Typographia Universal, Recife, 1856
Breve Exposição
Oh turbulenta, e mordaz víbora!
Cujo agudo dente envenenado
Atassalha ([1]) a verdade pervertendo
Ainda o mais probo, e mais honrado.
No dia 11 de outubro de 1855, o Coronel Gaspar de Menezes Vasconcellos de Drummond
estando gravemente enfermo no seu Engenho Trapixe, sito no Termo de Serinhãem –
foi surpreendido pela voz de um indivíduo desconhecido que chegou a porta dessa
sua casa térrea – e lhe disse:
Sr. Coronel, eu
vinha ajustar com, V. S. para tirar um carregamento de pedras na Ilha de Sancto
Aleixo, próxima da Barra de Serinhãem.
Ao que respondeu-lhe o Coronel
Menezes que não era dono dessa Ilha, a qual pertencia ao Inglês João Donneley.
Então aquele indivíduo replicou:
Sr. Coronel desejo
dar-lhe uma palavra em particular.
O que
animou-o à levantar-se, e ir ouvi-lo em alguma distância da mesma casa. Aí
declarou-lhe esse indivíduo: que à sua consignação trazia de Angola um carregamento de africanos, e como o mesmo
Coronel Menezes lhe respondesse que não podia ser-lhe destinado tão
torpe, e criminoso negócio, por que nunca nele foi interessado.
O dito indivíduo, que era o
Capitão, importador dos africanos perguntou-lhe se não era o Coronel João
Manoel de Barros Wanderley, com quem falava, e à cuja casa havia pedido ao seu
condutor Manoel Fidellis do Nascimento para o levar – e obtendo em resposta que
estava falando com o Coronel Gaspar de Menezes Vasconcellos de Drummond, o qual
ocupava o emprego de Delegado de Polícia daquele lugar, o mencionado Capitão
ficou todo tremulo, e aterrorizado lançou-se aos pés do Coronel Menezes e
exclamou – foi aquele homem [apontando para Manoel Fidellis do Nascimento] que
me enganou!
Depois dessa cena, o Coronel
Menezes, que desde 1849, não se achava em exercício daquela Delegacia por suas
continuas e graves enfermidades, como é bem sabido, e ainda nessa mesma ocasião
estava muito incomodado de saúde começou à vacilar sobre o emprego das
providências mais acertadas para evitar, e apreender o contrabando, e, por
isso, tratou de demorar o Capitão em sua casa enquanto mandava chamar seu filho
o Dr.

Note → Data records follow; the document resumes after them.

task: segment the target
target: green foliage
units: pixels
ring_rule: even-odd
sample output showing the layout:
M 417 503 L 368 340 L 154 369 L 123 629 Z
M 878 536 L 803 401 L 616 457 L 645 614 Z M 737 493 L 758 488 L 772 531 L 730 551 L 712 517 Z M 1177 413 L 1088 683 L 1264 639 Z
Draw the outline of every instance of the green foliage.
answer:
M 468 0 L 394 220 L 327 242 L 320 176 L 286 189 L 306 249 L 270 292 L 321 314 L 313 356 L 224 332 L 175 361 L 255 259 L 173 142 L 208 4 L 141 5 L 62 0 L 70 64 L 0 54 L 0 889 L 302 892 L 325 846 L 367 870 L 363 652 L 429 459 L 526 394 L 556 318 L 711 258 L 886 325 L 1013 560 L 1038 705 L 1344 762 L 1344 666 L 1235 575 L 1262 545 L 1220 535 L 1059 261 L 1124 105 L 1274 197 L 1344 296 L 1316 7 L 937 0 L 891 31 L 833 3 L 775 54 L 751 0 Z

Antônio de Vasconcellos Menezes de Drummond, que residia no Engenho Anjo
[distante quase meia légua da predita sua casa no Engenho Trapixe] para com ele
tomar conselho, e direção à este respeito.
O dito seu filho não foi então
encontrado em sua residência por ter ido à Villa de Serinhãem, como advogado,
para audiência do respectivo Juízo Municipal, e por isso ali não apareceu
durante todo esse dia 11 de outubro de 1855. Apesar dos meios empregados para
tranquilizar o Capitão, e da vigilância para que ele se não evadisse, quando o
Coronel Menezes o procurou, na manhã do dia 12, já não o encontrou em sua casa,
com o que muito se afligiu, e então tratou de dar imediatamente todas as
medidas, as quais havia demorado somente à espera do mesmo seu filho.
Nesse mesmo dia 12 de outubro
de 1855, ao meio dia pouco mais ou menos tendo chegado o dito Dr., Drummond à
casa de seu Pai o Coronel Menezes, depois de já haver desaparecido dali o
Capitão do Palhabote ([2]), e avista da referência desses fatos que
lhe fora feita buscou aconselhar a seu pai para efetuar logo a apreensão.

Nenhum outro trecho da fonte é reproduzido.